Audience: I know the story, but I think people might like to know a little bit about how specifically Marshon launched the company.

MM: [laughter] Very brief story. On January 3, 2016, he was in kindergarten. And his whole entire kindergarten career up until January he kept asking me, “Dad, will you take me to school? Dad, will you take me to school? Dad, will you take me to school?” Unfortunately, he was a late bird, and so I was commuting into San Francisco which meant that I couldn’t take him to school. Then he asked me on January 3, a Sunday, and I said “yes.” He was like, “what? What just happened? Why?” And I said, “Daddy left his job.” And the first question he asked me after he understood why you left the job, what happened, was, “So does that mean I’m going to lose my playground?” And I said, “Lose your playground? What do you mean lose your playground?” And he said “Well, because you say you have to go to work to pay for my playground. So if you don’t have any more work, then you can’t pay for my playground.” And I said, “No, no, no, rest assured you’ll be okay.” And then he said, “Why don’t you go work for In?” And I said, “In? What’s In?” He said, “You know what In is.” I said, “I don’t know what In is.” “Yes, you do.” “No I don’t, what’s In?” He goes, “Hold on”, so he runs to his bedroom, he comes back out with the baseball cap that had the blue and white logo for LinkedIn. And I said “Oh, LinkedIn. Why do you say that?” He said, “Well, because you always say that you use LinkedIn to help you find people to make money. So maybe, if you go work for LinkedIn, lots of people will find you and then you’ll make lots of money.”

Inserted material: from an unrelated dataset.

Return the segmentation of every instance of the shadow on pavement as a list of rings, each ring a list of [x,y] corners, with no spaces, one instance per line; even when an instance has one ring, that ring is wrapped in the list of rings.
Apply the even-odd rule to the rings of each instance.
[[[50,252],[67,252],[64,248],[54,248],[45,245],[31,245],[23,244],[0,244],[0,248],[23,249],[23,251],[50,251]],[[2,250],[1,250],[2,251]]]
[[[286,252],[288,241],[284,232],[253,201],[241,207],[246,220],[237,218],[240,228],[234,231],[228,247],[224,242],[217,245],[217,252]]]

And that article was published two days later as a result of that conversation, and literally, I received and InMail from the vice president of worldwide sales operations from a Fortune 100 company who said, “hey, I see that you’re out of a job, and I’m the fourteenth person to have received your blog article. I watched your video of you presenting at LinkedIn for 48 minutes, I’d love to talk.” And five days after that, the head of Americas marketing from Fortune 100 number two called me and said, “since you’re out of a job, why don’t you do some consulting with us?” Three weeks later I told my wife, walked out of my office and I said, “well babe, I got good news and I got bad news.” She’s like, “what’s the bad news?” “We have to start a company.” She’s like “What? What’s the good news?” “We’re fully funded!” That’s what I said. So, that’s how the story was and Marshon was the one who started our company. Thanks very much everyone, I appreciate your time.